Advocates worked hard to educate medical staff about how to work better with patients.
That included training programs geared to help bring clinicians along.
"We are showing we are part of a system that can add value for clinical staff, that we can support patients to understand what is going on and what their options are ... and to deal with some of their fears. It's a critical role that can also make clinicians' jobs easier," Ms Carr said.
All services had embraced advocates to some extent over the three years the IHMA had run. Some had done it better than others.

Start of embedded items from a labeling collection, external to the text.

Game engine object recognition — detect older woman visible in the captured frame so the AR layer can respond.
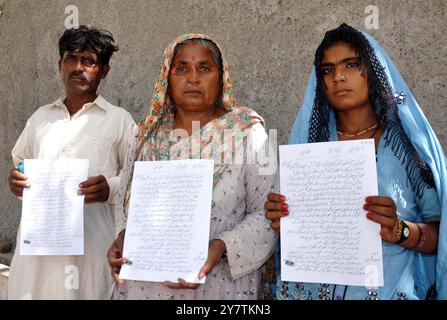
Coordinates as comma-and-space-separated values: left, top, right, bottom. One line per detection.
266, 24, 447, 300
108, 34, 276, 299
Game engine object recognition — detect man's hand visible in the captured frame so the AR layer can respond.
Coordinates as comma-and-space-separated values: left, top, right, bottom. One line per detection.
8, 168, 31, 197
78, 175, 110, 203
163, 239, 226, 289
107, 230, 127, 285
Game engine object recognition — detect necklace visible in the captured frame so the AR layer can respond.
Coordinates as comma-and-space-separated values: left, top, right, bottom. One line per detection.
337, 123, 378, 138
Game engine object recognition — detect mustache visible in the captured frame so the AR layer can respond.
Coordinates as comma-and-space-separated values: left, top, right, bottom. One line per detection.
69, 71, 87, 80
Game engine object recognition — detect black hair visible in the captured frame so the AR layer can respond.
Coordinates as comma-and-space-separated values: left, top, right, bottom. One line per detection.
308, 23, 434, 197
59, 25, 118, 66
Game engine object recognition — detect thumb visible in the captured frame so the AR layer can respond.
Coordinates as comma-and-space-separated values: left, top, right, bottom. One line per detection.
199, 258, 212, 279
380, 230, 395, 243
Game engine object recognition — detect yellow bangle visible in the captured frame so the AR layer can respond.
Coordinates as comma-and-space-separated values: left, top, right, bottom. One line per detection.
395, 218, 404, 243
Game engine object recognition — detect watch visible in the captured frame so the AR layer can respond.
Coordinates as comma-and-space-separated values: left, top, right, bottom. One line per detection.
397, 220, 410, 243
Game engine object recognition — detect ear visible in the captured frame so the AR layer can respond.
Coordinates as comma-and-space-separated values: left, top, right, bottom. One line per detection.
101, 64, 110, 79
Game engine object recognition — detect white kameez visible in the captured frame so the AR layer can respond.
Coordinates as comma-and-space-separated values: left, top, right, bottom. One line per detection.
8, 96, 136, 299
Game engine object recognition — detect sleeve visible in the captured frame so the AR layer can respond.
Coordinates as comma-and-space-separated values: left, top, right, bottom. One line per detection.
11, 118, 34, 168
218, 124, 277, 279
106, 115, 137, 204
107, 115, 138, 238
417, 182, 441, 223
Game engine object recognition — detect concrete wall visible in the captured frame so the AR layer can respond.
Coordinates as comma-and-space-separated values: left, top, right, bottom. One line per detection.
0, 0, 447, 254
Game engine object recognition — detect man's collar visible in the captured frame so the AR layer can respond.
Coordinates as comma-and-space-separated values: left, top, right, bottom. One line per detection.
53, 94, 109, 111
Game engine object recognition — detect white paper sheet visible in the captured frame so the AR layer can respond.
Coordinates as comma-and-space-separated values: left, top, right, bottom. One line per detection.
20, 159, 90, 256
279, 139, 383, 287
120, 159, 214, 283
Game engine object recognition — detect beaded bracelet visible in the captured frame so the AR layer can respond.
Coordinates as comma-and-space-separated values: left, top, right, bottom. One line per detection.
411, 223, 427, 250
395, 218, 403, 243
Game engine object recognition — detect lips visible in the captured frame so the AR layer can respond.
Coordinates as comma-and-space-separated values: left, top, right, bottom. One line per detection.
334, 89, 352, 97
70, 76, 86, 81
185, 90, 203, 96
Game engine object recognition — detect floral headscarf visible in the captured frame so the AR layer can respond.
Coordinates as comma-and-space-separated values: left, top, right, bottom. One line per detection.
136, 34, 264, 185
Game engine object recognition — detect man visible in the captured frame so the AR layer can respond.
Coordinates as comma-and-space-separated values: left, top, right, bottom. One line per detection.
8, 26, 136, 299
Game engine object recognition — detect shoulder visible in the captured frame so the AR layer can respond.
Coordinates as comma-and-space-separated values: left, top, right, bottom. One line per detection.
28, 101, 57, 123
106, 101, 135, 125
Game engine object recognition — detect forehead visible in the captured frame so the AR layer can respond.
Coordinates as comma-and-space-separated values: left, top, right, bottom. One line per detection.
172, 42, 214, 63
321, 42, 357, 64
64, 49, 97, 58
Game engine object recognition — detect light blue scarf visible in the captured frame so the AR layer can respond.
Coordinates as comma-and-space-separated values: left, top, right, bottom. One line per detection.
289, 32, 447, 299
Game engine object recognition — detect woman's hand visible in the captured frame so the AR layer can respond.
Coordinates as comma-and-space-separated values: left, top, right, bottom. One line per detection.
363, 196, 399, 243
107, 230, 127, 285
163, 239, 226, 289
265, 192, 289, 231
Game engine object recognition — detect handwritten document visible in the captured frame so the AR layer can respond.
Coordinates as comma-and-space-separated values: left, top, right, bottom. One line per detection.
20, 159, 90, 256
120, 159, 214, 283
279, 139, 383, 287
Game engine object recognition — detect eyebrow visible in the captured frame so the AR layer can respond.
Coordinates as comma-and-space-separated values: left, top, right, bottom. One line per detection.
176, 60, 210, 65
320, 57, 360, 67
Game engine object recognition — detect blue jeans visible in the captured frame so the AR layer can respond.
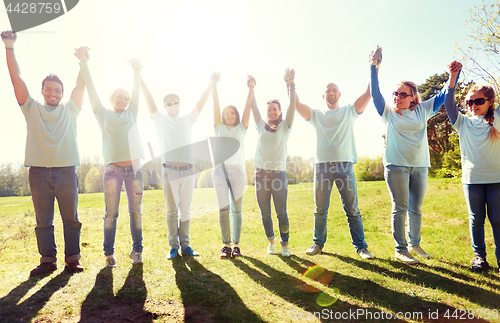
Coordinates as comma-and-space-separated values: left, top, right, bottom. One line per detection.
212, 164, 246, 244
29, 166, 82, 263
255, 168, 290, 246
384, 165, 428, 251
463, 183, 500, 260
313, 162, 368, 251
103, 164, 144, 256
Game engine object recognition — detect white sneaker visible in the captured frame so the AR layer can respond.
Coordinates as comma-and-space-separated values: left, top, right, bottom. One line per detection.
358, 249, 375, 259
267, 243, 277, 255
106, 255, 116, 268
306, 244, 321, 256
408, 246, 431, 258
129, 250, 142, 265
281, 246, 292, 257
394, 250, 419, 264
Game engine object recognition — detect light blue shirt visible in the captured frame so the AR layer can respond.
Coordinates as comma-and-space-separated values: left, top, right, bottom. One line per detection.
453, 109, 500, 184
309, 104, 359, 163
151, 110, 196, 164
253, 119, 291, 171
214, 121, 247, 166
80, 62, 144, 164
21, 96, 81, 167
382, 95, 438, 167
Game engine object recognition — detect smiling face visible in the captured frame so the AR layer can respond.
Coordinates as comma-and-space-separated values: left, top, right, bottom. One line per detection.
267, 103, 281, 123
465, 91, 494, 116
392, 84, 414, 109
42, 81, 64, 107
111, 89, 130, 112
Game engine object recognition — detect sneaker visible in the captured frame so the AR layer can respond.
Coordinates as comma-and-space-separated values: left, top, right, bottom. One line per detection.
233, 247, 241, 258
470, 253, 490, 273
30, 262, 57, 277
106, 255, 116, 268
128, 250, 142, 265
267, 243, 277, 255
220, 246, 233, 259
281, 246, 292, 257
181, 247, 200, 257
358, 249, 375, 259
408, 246, 431, 258
394, 250, 419, 264
306, 244, 322, 256
65, 260, 83, 274
167, 248, 179, 259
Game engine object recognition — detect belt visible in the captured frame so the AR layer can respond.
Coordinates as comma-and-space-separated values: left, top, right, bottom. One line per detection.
163, 163, 193, 170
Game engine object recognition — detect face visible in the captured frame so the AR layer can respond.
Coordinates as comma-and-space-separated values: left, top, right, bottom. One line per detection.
42, 81, 64, 107
267, 103, 281, 122
165, 96, 181, 117
323, 83, 340, 106
111, 89, 130, 112
224, 108, 236, 126
392, 85, 413, 109
466, 92, 493, 116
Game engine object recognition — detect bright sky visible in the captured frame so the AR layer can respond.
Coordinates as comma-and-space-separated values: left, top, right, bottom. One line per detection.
0, 0, 481, 164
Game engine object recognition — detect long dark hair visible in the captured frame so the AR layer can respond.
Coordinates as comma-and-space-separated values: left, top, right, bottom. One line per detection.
266, 100, 283, 132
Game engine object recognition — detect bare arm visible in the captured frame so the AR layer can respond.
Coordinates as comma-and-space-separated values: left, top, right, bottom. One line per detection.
354, 83, 372, 114
141, 77, 158, 114
1, 31, 29, 105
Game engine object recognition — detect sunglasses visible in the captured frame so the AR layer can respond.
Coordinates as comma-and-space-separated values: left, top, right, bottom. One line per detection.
465, 98, 491, 107
392, 91, 412, 100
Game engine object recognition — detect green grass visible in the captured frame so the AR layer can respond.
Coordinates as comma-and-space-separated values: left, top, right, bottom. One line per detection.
0, 180, 500, 322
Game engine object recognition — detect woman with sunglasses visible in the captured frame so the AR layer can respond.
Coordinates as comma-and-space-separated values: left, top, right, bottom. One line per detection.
252, 69, 296, 257
212, 74, 253, 259
75, 47, 144, 267
445, 62, 500, 272
369, 48, 456, 264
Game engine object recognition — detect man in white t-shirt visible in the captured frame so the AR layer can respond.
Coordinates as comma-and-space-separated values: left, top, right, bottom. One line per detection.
1, 31, 85, 277
296, 83, 373, 259
141, 73, 219, 259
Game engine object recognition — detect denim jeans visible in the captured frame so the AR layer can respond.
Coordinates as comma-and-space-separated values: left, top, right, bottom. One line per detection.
384, 165, 428, 251
463, 183, 500, 260
29, 166, 82, 263
313, 162, 368, 251
255, 168, 290, 246
161, 167, 195, 249
212, 164, 246, 244
103, 164, 144, 256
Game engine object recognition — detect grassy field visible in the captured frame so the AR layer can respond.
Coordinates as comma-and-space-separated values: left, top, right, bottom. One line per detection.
0, 180, 500, 323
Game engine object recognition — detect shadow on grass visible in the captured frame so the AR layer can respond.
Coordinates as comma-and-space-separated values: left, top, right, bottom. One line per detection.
80, 265, 150, 323
0, 271, 71, 322
172, 257, 264, 322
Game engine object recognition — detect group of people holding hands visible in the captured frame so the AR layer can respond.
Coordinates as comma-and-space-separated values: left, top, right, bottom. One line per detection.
1, 31, 500, 276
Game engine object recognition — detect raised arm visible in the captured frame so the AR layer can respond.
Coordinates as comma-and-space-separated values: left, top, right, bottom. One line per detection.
370, 46, 385, 115
285, 69, 297, 128
141, 77, 158, 114
1, 31, 29, 105
444, 61, 462, 125
128, 58, 142, 113
212, 78, 221, 127
193, 72, 220, 119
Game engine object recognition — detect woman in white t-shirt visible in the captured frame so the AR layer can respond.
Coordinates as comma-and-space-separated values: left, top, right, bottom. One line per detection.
212, 73, 253, 259
249, 70, 296, 257
445, 62, 500, 272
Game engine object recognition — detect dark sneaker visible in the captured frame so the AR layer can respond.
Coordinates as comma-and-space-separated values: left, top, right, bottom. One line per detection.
181, 247, 200, 257
30, 262, 57, 277
220, 246, 233, 259
66, 260, 83, 274
470, 253, 490, 273
233, 247, 241, 258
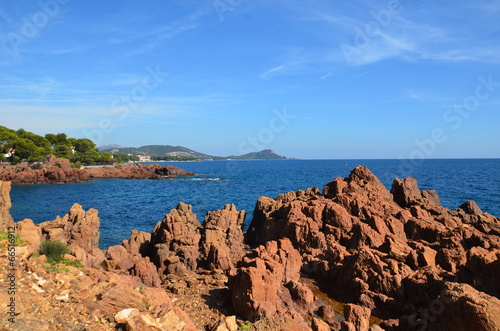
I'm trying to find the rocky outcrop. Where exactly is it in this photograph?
[229,239,314,322]
[149,202,201,277]
[4,167,500,330]
[200,205,246,271]
[0,155,92,184]
[0,155,195,184]
[85,164,195,179]
[38,203,100,253]
[0,181,14,232]
[246,167,500,329]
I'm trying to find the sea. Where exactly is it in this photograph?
[11,159,500,249]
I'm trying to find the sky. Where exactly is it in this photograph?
[0,0,500,160]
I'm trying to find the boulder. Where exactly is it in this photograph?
[229,239,313,322]
[424,282,500,331]
[0,181,14,232]
[148,202,201,277]
[341,303,371,331]
[38,203,100,253]
[200,205,246,270]
[17,219,42,251]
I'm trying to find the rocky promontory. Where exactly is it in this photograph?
[0,167,500,331]
[0,155,195,184]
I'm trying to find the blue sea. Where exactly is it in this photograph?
[11,159,500,249]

"Bendigo Health is great, their service is very embracing of advocates coming in and out of there service, which we are all the time," Ms Carr said.
"I think they have done a great job in terms of getting on board and enabling us to talk with their staff about making these cultural changes."
Bendigo's health service had some of the lowest numbers of patients put in seclusion or restrained in Victoria, Dr Maylea said.
And while some patients had "mixed experiences" at Bendigo Health, lower seclusion rates seemed to go hand-in-hand with a culture of being more open with advocates, he said.
"The one everybody agrees on with mental health in Victoria is that the system needs fixing, it needs reforming and it needs a new culture," Dr Maylea said.